Erfgooiers op weg naar de vergadering

Over de erfgooiers

Als gevolg van de meentverbeteringen kon het maximum aantal vee door ieder scharend lid te weiden, langzamerhand van 7 op 16 stuks gebracht worden. Het vee vindt gemiddeld drie weken eerder dan voorheen goede weidegelegenheid en bij een normalen zomer, tot laat in den herfst, voldoende voedsel. Hiertegenover staat, dat wegens de zoo sterk gewijzigde economische omstandigheden en gedaalde geldswaarde, en de aanmerkelijk verhoogde bedragen besteed aan onderhoud, toezicht en bemesting, de kosten voor het weiden, van half April tot den winter, per koe tot 30 gulden gestegen zijn. Te meenen echter dat al deze verbeteringen de belanghebbenden tot dankbaarheid en tevredenheid hebben gestemd, zoude een vergissing zijn. De mensch, vooral de boer en bij uitstek de Erfgooier, lijdt niet aan overmaat van tevredenheid. In den aanvang bestond een diep wantrouwen tegen al de verbeteringen; de kunstmest zoude ziekten onder het vee brengen, de grassen zouden niet groeien, de oude slechte cultuur zoude terugkeeren. Toen het, na eenige jaren ervaring, bleek, dat deze bezwaren ijdel waren, verstomde de oppositie in deze.
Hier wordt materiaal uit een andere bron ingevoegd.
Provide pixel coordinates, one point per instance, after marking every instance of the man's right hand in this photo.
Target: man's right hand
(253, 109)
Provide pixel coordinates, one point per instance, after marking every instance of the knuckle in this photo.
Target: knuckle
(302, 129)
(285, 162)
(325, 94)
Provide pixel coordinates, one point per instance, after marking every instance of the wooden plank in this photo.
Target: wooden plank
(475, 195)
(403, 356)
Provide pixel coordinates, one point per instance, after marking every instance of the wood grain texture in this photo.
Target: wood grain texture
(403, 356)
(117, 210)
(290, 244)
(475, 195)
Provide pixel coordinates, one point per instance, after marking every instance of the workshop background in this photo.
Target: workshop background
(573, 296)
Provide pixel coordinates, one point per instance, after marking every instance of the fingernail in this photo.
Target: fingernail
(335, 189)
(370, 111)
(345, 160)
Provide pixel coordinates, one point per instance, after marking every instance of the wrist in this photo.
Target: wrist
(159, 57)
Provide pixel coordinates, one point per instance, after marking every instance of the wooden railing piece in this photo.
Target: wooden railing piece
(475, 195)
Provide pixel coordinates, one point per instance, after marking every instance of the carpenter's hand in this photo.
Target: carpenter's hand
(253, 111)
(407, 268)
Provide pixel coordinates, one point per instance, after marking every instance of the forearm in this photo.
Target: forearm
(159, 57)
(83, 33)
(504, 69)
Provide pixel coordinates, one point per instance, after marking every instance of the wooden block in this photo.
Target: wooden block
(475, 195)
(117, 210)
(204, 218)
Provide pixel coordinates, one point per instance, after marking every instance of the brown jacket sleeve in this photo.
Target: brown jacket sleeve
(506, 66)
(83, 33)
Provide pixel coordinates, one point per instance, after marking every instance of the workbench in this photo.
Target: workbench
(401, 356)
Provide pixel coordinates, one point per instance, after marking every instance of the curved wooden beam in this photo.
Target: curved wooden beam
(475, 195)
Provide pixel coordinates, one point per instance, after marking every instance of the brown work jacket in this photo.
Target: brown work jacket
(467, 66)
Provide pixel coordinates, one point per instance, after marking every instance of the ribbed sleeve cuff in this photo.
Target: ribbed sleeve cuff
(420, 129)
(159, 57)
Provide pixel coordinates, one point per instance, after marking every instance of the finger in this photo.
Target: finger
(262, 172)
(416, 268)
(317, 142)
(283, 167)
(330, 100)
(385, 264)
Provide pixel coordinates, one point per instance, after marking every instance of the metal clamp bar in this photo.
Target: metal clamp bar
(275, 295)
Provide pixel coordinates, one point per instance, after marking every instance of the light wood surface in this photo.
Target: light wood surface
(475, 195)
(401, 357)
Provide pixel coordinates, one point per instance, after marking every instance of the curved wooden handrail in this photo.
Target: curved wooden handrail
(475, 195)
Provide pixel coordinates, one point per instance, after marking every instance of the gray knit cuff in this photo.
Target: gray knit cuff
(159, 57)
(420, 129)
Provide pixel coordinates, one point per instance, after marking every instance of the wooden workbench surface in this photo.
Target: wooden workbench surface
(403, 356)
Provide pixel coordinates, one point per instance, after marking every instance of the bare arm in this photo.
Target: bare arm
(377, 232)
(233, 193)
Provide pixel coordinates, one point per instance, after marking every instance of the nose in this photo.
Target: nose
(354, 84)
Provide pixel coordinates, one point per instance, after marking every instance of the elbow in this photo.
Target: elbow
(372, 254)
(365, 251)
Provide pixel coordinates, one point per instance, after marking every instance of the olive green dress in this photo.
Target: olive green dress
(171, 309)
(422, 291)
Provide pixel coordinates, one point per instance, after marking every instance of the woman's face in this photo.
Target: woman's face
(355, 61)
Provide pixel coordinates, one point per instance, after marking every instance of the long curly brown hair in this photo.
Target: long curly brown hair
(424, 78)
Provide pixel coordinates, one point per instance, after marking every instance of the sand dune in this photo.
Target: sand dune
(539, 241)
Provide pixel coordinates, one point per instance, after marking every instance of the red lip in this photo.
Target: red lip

Schoorvoetend en dikwijls den vroegeren ongunstigen toestand vergetend, aanvaardde men de voordeelen zoowel aan meer als aan betere weiden verbonden; toen de verbetering van de Oostermeent werd  ondernomen trad zelfs eenige waardeering aan het licht.   

 
De Hilversumsche Meent begin 20ste eeuw (Grote Historische topografische Atlas 1905)
 

Foto’s
Archief Stad en Lande.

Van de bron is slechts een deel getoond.